As the campaign to raise funds for the Spirit Level documentary reaches its final week, support continues to flood in.
As the campaign to raise funds for the Spirit Level documentary reaches its final week (the deadline for donations is today), support continues to flood in.
The campaign that has shot past its $50,000 (30,000 GBP) target for Indiegogo donations, has also built an online community of over two thousand and has received messages of support from around the world. “Your initiative has had global impact”, “this is vital”, “a laudable goal” are just some of them.
And the campaign has received the backing of a number of prominent commentators whose endorsements make the case for the project loud and clear.
Will Hutton, Principle of Hertford College, Oxford; author of Hutton Review of fair pay in the public sector, former Chief Executive of the Work Foundation said:
“The Spirit Level is a remarkable study that spells out with stark clarity that more unequal societies are socially dysfunctional across the board. Income inequality, the authors show beyond any doubt, is not just bad for those at the bottom but for everyone.
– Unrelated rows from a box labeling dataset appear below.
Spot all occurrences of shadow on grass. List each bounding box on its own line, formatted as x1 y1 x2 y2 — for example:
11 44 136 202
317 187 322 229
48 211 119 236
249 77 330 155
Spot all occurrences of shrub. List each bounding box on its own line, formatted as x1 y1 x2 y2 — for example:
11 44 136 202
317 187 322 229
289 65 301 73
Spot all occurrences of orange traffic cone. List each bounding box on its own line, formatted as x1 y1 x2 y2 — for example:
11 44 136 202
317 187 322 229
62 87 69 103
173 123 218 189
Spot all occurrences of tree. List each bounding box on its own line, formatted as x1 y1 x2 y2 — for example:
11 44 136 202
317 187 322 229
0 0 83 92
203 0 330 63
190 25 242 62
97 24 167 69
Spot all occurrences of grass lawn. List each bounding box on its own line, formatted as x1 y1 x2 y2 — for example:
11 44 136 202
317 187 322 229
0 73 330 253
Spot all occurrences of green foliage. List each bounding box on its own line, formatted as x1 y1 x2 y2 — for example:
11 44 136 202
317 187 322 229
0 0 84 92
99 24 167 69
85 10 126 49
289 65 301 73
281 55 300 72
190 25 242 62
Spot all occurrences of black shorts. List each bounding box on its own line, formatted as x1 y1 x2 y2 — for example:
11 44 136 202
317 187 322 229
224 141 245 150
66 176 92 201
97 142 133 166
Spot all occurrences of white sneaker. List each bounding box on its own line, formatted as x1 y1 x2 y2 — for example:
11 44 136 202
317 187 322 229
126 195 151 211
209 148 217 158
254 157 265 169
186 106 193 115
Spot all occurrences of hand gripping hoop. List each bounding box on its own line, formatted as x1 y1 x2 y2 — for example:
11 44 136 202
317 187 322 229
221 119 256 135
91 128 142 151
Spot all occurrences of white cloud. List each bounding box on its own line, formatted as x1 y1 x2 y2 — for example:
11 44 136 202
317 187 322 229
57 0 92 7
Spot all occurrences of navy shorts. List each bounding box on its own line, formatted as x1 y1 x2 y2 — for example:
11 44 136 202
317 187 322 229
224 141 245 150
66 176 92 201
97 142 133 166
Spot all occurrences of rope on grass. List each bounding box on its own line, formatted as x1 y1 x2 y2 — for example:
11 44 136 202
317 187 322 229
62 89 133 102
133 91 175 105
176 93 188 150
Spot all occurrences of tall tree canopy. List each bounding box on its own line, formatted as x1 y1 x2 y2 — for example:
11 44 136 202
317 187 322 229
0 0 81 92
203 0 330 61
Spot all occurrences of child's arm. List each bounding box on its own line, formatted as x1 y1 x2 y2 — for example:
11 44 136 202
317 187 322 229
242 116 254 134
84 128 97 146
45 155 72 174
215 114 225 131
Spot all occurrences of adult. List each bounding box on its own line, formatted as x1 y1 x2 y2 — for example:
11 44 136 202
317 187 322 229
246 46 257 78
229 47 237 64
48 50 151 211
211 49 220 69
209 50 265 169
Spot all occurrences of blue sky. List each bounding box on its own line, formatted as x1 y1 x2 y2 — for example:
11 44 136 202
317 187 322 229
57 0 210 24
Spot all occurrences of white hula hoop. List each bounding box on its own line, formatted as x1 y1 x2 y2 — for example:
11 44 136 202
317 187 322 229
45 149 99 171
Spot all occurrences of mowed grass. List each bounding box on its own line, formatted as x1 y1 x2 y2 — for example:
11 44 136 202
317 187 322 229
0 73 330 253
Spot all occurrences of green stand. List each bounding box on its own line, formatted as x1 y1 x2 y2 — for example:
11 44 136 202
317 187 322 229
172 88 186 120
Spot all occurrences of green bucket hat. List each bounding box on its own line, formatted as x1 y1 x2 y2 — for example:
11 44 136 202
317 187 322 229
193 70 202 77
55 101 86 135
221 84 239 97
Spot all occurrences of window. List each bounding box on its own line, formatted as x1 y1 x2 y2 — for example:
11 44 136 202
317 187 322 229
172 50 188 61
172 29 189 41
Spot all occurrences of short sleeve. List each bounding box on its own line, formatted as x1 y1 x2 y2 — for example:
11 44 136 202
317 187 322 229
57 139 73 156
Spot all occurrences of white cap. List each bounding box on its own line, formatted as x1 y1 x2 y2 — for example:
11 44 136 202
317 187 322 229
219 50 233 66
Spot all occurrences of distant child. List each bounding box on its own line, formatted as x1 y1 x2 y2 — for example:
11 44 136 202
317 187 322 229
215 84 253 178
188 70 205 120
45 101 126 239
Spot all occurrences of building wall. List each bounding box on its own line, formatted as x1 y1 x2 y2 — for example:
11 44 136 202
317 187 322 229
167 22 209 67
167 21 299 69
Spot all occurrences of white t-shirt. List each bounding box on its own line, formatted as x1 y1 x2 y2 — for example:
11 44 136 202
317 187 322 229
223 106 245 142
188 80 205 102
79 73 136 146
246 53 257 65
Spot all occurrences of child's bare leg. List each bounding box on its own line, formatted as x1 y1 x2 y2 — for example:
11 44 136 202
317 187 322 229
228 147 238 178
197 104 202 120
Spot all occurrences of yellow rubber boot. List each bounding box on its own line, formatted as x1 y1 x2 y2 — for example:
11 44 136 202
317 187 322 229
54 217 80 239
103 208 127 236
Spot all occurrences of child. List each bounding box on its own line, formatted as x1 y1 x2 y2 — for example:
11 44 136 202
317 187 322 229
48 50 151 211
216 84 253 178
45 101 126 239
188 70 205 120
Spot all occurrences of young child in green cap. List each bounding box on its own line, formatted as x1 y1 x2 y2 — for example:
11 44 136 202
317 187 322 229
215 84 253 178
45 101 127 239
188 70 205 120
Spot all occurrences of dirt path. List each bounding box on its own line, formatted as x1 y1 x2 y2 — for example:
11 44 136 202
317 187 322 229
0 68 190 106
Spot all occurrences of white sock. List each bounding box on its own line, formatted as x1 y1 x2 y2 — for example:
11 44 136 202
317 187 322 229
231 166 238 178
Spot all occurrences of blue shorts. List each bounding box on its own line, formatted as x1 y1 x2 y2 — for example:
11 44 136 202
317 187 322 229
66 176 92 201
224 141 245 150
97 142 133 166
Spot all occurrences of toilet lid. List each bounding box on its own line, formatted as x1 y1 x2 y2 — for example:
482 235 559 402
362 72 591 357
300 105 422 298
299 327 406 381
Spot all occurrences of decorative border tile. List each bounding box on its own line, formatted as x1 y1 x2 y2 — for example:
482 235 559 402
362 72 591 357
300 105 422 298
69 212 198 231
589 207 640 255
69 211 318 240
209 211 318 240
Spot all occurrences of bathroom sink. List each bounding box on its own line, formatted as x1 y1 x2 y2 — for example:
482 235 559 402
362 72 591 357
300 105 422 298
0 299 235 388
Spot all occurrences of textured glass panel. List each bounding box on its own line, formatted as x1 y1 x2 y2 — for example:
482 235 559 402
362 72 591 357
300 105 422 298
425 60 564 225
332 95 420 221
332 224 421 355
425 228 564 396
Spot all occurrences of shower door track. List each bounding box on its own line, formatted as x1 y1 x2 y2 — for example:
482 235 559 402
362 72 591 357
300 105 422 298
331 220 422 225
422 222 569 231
“The Spirit Level film is a great opportunity to communicate these findings more widely. I urge anyone committed addressing the root causes of Britain’s social problems to give it their support.”
Kate Green MP, Former Chief Executive of the Child Poverty Action Group said:
“The Spirit Level transformed the political debate around inequality and its impact. No policy-maker dare ignore it, yet still too many pay only lip service to its powerful message. Now we need to harness public opinion to keep up the pressure on political leaders. The documentary can help do that and give voice to the millions of our citizens who want action to tackle inequality.”
Richard Murphy from Tax Research UK said:
“Richard Wilkinson and Kate Pickett did something enormously brave in writing the Spirit Level. They took the methods of economics and showed that what economists prescribe does not work. More is not always better, as economists say.
“Richard and Kate showed once we have enough equality always produces better outcomes. What is more aiming for equality can help everyone have enough. That’s an enormously powerful message that needs to be heard more widely. Please support this appeal to help that happen.”
Nick Cohen, The Observer; author of You Can’t Read This Book said:
“The arguments for inequality have been made too loudly and for too long. The consequences are all around us. If now is not the time to hear from the other side, when is?”
This final comment from Nick Cohen really hits the nail on the head. There are plenty of voices (many of them handsomely funded by all-too opaque interests) willing to brand inequality necessary or even desirable.
And as Kate Green notes, many more are ready to pay lip service to the need to attenuate the gap between rich and poor, but fail to walk the walk.
The case for the alternative – a concerted campaign to put inequality on the agenda – has never been more urgent. Just consider the landscape. Economists Saez and Piketty recently showed that the income share of the richest 0.1% of Americans has quadrupled from 2% to 8% since 1960.
Media-savvy protest outfits such as Occupy have dragged the notion of the 1% out of the fringe and into the mainstream. In his book ‘Fault Lines’, the celebrated academic Raghuram Rajan has demonstrated the prominent place of inequality amongst the causes of the global financial crisis. The OECD now states that the income gap is growing faster in the UK than in any other rich country.
No work has better crystallized the eddies and currents of research and scholarship around inequality than The Spirit Level. As Hutton and Murphy mention, the book marshals an impressive arsenal of evidence to show that a whole range of social ills – health problems, violence, low trust, drug use, teenage pregnancy and many others – are more acute in unequal societies.
The authors – Richard Wilkinson and Kate Pickett – have assiduously rebutted various ill-founded attacks on their work (none of which, they note, have been peer-reviewed).
Yet as the social theorist David Beetham noted in his review of The Spirit Level back in April 2010, after the initial flurry of coverage, “its message has now almost totally disappeared from public view”. Politicians who once cited its findings in speeches and essays (the prime minister amongst them) are now conspicuously quiet on the topic.
That is why, in this final week of the campaign, the documentary team are asking everyone who supports this essential project to donate – or, if they have already done so, to ask their friends to join the growing community backing the film by donating and spreading the word further.
There is still a long way to go to reach the full budget for production and distribution of the film; the more raised, the faster the team can begin making something that could really spread the word. An Inconvenient Truth and Age of Stupid did it for climate change: it is high time to do so for inequality. If not now, then when?